The Complete Chloroplast Genome Sequence of Cicer bijugum, Genome Organization, and Comparison with Related Species

Melih Temel; Yasin Kaymaz; Duygu Ateş; Abdullah Kahraman; Muhammed Bahattin Tanyolaç

doi:10.2174/1389202923666220211113708

The Complete Chloroplast Genome Sequence of Cicer bijugum, Genome Organization, and Comparison with Related Species

Curr Genomics. 2022 Apr 7;23(1):50-65. doi: 10.2174/1389202923666220211113708.

Authors

Melih Temel¹, Yasin Kaymaz¹, Duygu Ateş¹, Abdullah Kahraman^{1

2}, Muhammed Bahattin Tanyolaç¹

Affiliations

¹ Department of Bioengineering, Faculty of Engineering, Ege University, 35100 Bornova-Izmir, Turkey.
² Department of Field Crops, Faculty of Agriculture, Harran University, 64000 S. Urfa, Turkey.

Abstract

Background: Chickpea is one of Turkey's most significant legumes, and because of its high nutritional value, it is frequently preferred in human nourishment.Chloroplasts, which have their own genetic material, are organelles responsible for photosynthesis in plant cells and their genome contains non-trivial information about the molecular features and evolutionary process of plants.

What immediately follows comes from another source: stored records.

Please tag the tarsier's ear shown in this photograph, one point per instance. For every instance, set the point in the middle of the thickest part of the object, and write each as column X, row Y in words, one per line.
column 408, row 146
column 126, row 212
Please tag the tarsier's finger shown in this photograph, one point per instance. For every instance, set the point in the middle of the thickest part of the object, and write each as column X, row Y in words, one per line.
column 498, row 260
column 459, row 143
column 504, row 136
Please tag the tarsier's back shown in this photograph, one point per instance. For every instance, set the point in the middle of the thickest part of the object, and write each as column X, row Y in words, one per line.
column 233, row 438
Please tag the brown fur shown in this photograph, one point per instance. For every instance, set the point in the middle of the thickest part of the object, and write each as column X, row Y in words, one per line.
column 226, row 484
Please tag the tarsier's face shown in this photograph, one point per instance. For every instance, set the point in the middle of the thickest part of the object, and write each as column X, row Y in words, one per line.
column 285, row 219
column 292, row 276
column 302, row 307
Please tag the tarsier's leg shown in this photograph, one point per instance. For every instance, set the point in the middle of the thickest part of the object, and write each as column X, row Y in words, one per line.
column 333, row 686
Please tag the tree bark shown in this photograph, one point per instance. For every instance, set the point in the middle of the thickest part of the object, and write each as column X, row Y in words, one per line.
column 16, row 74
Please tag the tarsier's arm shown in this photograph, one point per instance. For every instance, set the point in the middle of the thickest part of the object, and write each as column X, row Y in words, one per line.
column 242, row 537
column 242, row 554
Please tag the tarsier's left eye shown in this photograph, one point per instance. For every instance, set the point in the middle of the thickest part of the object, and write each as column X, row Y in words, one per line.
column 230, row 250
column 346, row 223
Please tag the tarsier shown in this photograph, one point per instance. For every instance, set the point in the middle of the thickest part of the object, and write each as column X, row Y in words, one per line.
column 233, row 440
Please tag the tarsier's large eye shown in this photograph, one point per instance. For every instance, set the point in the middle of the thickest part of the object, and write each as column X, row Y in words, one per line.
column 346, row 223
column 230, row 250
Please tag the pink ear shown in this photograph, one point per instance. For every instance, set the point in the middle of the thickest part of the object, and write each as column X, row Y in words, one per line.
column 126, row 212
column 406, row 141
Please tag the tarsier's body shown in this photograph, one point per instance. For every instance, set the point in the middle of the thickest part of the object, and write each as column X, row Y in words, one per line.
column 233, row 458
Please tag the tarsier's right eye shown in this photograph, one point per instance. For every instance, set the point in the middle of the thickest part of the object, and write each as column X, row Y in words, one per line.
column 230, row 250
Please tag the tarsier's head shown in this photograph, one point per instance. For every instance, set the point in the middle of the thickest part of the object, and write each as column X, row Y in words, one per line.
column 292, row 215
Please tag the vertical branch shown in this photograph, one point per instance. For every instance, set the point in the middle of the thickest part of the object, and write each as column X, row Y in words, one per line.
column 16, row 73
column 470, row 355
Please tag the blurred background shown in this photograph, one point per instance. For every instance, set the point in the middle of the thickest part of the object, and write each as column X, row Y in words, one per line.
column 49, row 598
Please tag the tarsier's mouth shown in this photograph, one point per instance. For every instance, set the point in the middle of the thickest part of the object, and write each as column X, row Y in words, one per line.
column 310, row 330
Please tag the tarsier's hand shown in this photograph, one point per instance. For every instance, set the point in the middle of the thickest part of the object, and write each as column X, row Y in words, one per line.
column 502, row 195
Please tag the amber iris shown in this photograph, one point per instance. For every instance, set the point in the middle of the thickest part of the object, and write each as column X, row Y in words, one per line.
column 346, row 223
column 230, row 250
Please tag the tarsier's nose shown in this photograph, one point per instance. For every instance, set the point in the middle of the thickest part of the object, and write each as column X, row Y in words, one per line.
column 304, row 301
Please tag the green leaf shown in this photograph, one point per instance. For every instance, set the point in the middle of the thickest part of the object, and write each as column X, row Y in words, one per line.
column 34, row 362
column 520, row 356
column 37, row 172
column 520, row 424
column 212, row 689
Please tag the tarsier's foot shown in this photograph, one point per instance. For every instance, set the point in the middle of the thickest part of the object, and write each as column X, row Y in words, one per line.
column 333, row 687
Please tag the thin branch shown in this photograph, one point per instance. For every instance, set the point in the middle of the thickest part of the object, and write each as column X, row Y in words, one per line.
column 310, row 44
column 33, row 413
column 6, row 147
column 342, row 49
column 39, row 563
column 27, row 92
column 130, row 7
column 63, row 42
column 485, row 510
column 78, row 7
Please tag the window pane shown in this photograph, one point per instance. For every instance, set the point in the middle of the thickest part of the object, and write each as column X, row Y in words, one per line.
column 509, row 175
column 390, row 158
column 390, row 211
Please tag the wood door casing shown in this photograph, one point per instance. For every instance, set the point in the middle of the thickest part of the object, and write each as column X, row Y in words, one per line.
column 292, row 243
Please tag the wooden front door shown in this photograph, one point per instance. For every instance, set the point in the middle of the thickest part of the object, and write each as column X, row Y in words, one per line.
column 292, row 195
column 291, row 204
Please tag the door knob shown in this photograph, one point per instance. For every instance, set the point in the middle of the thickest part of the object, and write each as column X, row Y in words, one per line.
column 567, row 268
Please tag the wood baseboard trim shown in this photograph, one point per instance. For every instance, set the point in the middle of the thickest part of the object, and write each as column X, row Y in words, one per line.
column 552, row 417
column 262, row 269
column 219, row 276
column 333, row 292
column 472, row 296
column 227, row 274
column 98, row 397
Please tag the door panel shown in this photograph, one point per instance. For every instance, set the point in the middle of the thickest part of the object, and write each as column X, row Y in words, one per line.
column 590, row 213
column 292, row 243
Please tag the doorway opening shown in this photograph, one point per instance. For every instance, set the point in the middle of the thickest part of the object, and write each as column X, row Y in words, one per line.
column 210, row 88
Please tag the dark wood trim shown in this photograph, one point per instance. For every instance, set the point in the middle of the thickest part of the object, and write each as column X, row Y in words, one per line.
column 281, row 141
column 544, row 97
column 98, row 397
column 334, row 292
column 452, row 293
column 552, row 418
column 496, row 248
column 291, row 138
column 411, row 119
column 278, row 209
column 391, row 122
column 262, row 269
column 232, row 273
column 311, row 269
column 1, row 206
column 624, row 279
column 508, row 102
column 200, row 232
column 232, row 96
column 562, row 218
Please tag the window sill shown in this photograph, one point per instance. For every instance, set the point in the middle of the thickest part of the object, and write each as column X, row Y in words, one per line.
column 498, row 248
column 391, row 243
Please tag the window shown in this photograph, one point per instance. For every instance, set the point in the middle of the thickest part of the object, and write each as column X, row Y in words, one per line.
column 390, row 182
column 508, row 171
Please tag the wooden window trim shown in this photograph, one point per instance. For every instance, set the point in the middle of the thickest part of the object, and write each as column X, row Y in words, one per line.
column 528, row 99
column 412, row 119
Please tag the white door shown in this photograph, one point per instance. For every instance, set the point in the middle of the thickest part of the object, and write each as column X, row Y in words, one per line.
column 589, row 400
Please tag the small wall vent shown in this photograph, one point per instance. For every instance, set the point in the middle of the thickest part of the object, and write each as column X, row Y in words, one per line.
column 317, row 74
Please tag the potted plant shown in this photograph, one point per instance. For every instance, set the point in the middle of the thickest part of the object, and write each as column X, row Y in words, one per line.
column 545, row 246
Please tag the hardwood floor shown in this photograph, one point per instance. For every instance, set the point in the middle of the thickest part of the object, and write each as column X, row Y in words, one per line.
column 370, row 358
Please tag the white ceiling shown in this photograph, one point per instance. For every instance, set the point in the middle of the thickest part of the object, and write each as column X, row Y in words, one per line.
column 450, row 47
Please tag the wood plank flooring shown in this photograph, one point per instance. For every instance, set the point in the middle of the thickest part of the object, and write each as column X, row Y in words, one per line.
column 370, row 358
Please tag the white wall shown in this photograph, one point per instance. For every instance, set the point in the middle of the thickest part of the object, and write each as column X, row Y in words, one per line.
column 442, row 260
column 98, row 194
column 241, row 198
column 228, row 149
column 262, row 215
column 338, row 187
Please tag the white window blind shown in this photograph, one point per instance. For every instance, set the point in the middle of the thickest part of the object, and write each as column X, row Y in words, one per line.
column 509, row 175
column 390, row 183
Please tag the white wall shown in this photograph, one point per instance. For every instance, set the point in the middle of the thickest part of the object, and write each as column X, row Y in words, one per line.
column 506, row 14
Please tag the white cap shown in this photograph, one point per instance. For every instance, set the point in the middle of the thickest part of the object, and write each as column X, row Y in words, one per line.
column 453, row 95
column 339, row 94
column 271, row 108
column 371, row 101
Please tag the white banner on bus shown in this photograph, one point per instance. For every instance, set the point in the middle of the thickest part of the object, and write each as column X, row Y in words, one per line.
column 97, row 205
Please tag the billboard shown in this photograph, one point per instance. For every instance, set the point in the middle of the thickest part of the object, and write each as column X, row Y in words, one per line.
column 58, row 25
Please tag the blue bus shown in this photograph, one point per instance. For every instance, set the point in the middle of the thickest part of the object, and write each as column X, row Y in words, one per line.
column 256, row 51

Objective: Current study aimed at revealing complete chloroplast genome sequence of one of the wild type Cicer species, Cicer bijugum, and comparing its genome with cultivated Cicer species, Cicer arietinum, by using bioinformatics analysis tools. Except for Cicer arietinum, there has been no study on the chloroplast genome sequence of Cicer species.Therefore, we targeted to reveal the complete chloroplast genome sequence of wild type Cicer species, Cicer bijugum, and compare the chloroplast genome of Cicer bijugum with the cultivated one Cicer arietinum.

Methods: In this study, we sequenced the whole chloroplast genome of Cicer bijugum, one of the wild types of chickpea species, with the help Next Generation Sequencing platform and compared it with the chloroplast genome of the cultivated chickpea species, Cicer arietinum, by using online bioinformatics analysis tools.

Results: We determined the size of the chloroplast genome of C. bijugum as 124,804 bp and found that C. bijugum did not contain an inverted repeat region in its chloroplast genome. Comparative analysis of the C. bijugum chloroplast genome uncovered thirteen hotspot regions (psbA, matK, rpoB, rpoC1, rpoC2, psbI, psbK, accD, rps19, ycf2, ycf1, rps15, and ndhF) and seven of them (matK, accD, rps19, ycf1, ycf2, rps15 and ndhF) could potentially be used as strong molecular markers for species identification. It has been determined that C. bijugum was phylogenetically closer to cultivated chickpea as compared to the other species.

Conclusion: It is aimed that the data obtained from this study, which is the first study in which whole chloroplast genomes of wild chickpea species were sequenced, will guide researchers in future molecular, evolutionary, and genetic engineering studies with chickpea species.

Keywords: Cicer bijugum; Wild type chickpea; bioinformatics; chloroplast genome; comparative genome analysis; genome organization.